Date: March 6, 2003.
Due: March 13, 2003, 2:30pm.

 Question 1 Digital search trees. Let a binary input sequence x_1,...,x_n be given. Write an O(n) algorithm that constructs the digital search tree used in Lempel-Ziv compression. The tree should be stored in an array with each record/node having a parent pointer and a bit of the input sequence. You can use additional storage if necessary. Question 2 Algorithms and data structures. Given is a treap with search keys denoted by key[] and time stamps denoted by t[], with the minimal time stamp corresponding to the root. Assume that there are n nodes.
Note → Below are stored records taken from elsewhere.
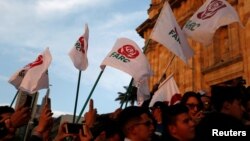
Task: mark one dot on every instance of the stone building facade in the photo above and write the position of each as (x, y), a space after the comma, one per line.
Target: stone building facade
(225, 61)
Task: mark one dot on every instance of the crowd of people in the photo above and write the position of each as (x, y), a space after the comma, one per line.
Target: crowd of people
(197, 117)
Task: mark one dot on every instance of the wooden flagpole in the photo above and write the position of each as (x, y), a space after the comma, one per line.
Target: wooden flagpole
(90, 94)
(14, 98)
(127, 92)
(131, 82)
(77, 93)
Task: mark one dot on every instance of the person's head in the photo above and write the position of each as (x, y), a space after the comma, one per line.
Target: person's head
(6, 112)
(105, 129)
(227, 100)
(136, 123)
(157, 110)
(178, 123)
(193, 101)
(206, 100)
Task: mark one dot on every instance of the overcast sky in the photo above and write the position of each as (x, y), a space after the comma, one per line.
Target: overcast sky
(28, 27)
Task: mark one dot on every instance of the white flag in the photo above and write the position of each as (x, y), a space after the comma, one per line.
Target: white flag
(78, 53)
(128, 57)
(33, 76)
(167, 32)
(209, 17)
(168, 92)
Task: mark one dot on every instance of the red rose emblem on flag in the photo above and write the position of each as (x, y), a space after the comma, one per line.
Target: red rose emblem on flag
(80, 45)
(129, 51)
(37, 62)
(211, 9)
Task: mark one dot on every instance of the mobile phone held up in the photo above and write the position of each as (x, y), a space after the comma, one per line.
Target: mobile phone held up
(74, 128)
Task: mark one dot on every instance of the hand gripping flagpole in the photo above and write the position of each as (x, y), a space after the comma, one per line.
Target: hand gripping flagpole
(90, 94)
(77, 93)
(128, 92)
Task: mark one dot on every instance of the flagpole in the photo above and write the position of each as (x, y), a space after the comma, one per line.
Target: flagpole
(169, 63)
(90, 94)
(77, 93)
(130, 84)
(14, 98)
(127, 92)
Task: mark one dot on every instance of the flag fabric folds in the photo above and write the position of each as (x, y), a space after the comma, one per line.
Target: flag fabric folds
(208, 18)
(168, 92)
(128, 57)
(33, 76)
(78, 53)
(168, 33)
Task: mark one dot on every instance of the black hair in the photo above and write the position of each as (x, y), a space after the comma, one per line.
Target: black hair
(6, 109)
(170, 114)
(105, 123)
(222, 94)
(189, 94)
(132, 113)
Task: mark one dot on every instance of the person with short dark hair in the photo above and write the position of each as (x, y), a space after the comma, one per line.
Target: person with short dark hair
(11, 120)
(193, 101)
(136, 124)
(178, 124)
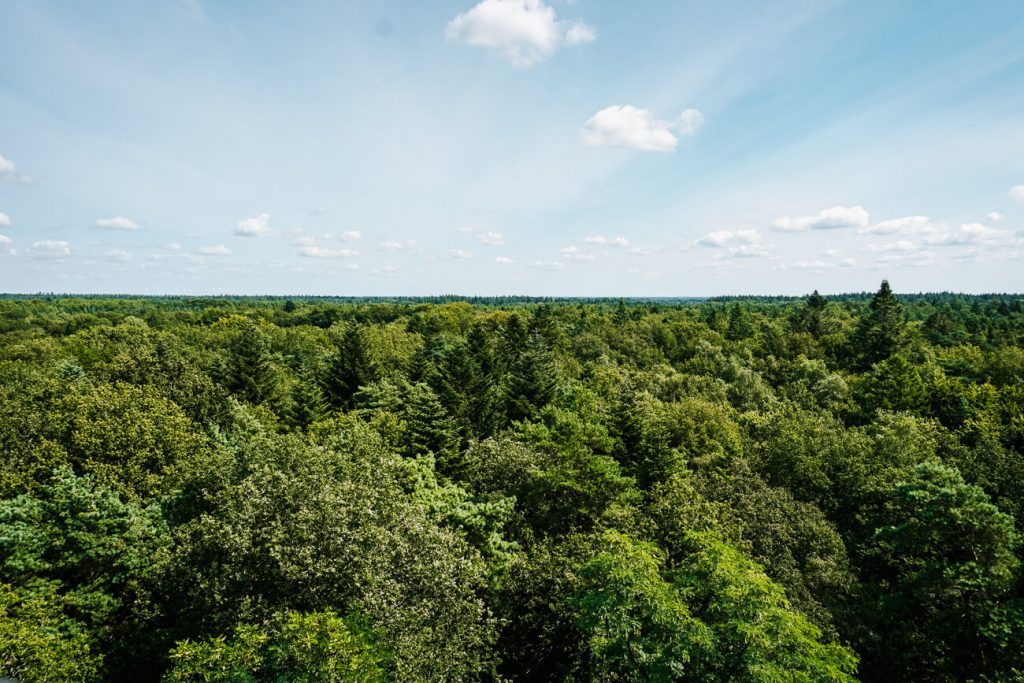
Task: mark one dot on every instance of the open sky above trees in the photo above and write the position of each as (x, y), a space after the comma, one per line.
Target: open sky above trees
(541, 147)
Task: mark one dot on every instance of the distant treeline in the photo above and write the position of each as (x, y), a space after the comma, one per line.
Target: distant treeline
(512, 488)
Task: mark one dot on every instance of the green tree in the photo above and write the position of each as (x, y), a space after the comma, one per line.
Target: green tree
(251, 373)
(882, 332)
(299, 647)
(39, 643)
(941, 578)
(97, 552)
(637, 625)
(755, 634)
(349, 369)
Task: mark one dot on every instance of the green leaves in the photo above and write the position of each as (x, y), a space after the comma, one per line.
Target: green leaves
(295, 647)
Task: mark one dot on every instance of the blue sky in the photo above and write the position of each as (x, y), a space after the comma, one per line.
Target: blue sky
(511, 146)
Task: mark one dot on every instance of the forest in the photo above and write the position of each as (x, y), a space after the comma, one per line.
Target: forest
(811, 488)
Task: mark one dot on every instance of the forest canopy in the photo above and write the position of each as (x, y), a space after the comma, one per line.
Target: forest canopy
(814, 488)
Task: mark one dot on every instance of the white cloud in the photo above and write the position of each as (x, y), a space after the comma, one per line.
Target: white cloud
(739, 244)
(118, 255)
(314, 251)
(491, 239)
(611, 242)
(688, 122)
(394, 245)
(386, 270)
(523, 32)
(729, 239)
(580, 34)
(549, 265)
(573, 253)
(50, 249)
(973, 233)
(8, 173)
(810, 265)
(258, 226)
(119, 223)
(899, 246)
(905, 225)
(628, 126)
(836, 218)
(214, 250)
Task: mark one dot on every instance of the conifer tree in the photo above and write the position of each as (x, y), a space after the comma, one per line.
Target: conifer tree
(251, 373)
(882, 332)
(349, 369)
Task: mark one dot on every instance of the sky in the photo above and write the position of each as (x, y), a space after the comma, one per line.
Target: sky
(547, 147)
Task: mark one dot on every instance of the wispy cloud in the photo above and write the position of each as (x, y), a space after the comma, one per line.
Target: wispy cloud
(315, 251)
(49, 249)
(491, 239)
(9, 174)
(905, 225)
(523, 32)
(118, 223)
(839, 217)
(610, 242)
(258, 226)
(214, 250)
(395, 245)
(628, 126)
(461, 255)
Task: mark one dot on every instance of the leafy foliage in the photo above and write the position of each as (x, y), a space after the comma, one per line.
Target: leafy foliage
(327, 488)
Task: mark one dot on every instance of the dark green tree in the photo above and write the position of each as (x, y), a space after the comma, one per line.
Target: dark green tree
(251, 373)
(881, 332)
(348, 369)
(941, 574)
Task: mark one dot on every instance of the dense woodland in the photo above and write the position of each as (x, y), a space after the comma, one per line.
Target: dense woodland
(303, 489)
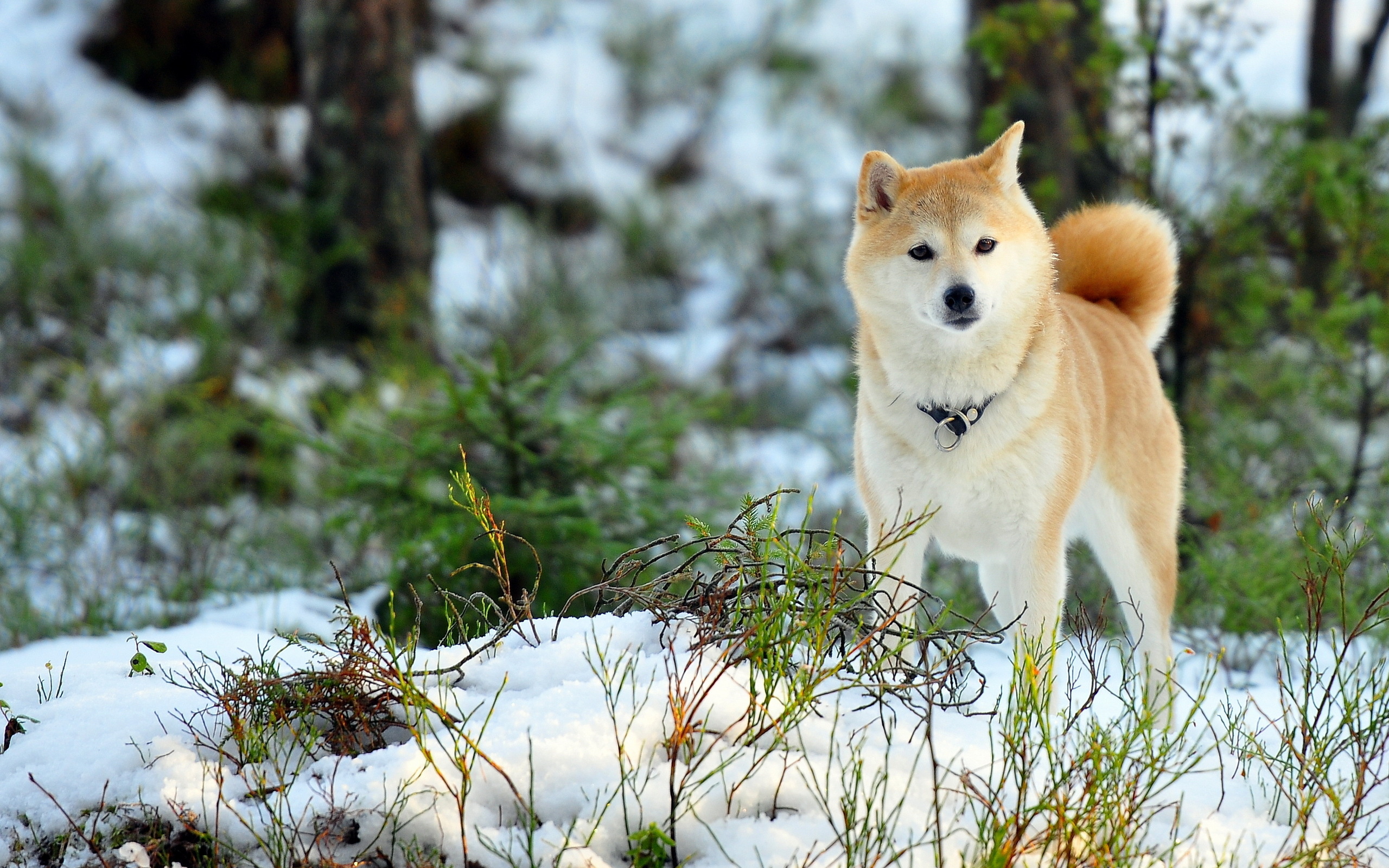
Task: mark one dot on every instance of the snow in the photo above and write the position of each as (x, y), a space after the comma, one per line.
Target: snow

Consider the operation "report (k,T)", where k is an integer less than n and T is the treap, implemented in the standard manner: it outputs, without altering T, the k treap elements with the k smallest time stamps, in worst-case time O(k log k). Write the algorithm for "report (k,T)". Explain the worst-case time claim. Question 3 Merging sorted lists. Given are 10n arrays of varying sizes, each containing a sorted list. We would like to end up with only n sorted arrays (of arbitrary sizes!), while the only operation allowed is the standard merge of two sorted arrays. The cost of a merge of lists of sizes s and t is s+t. Describe an algorithm for this, and show that its total cost is bounded by a constant times N, where N is the total number of elements in all lists taken together. The constant should not depend upon n. Question 4 Algorithm analysis. A continuation of the midterm where we asked you to design an algorithm for sorting n elements (taking only k different values) in O(n log k) comparisons. One student suggested the use of mergesort, where we keep track of duplicates by associating with each element a counter. At the end of the mergesort, we have one array of k elements, and the sum of the counters is clearly n. A merge of lists of sizes s and t takes time s+t, but the resulting merged list may be smaller than s+t, as all keys are different at all times. The student did not show that this algorithm takes O(n log k) time, so I am asking you to show exactly that. There may be many possible solutions. You could, e.g., consider the time in each level of the recursion, upper bound it per level, and sum over all iteration levels.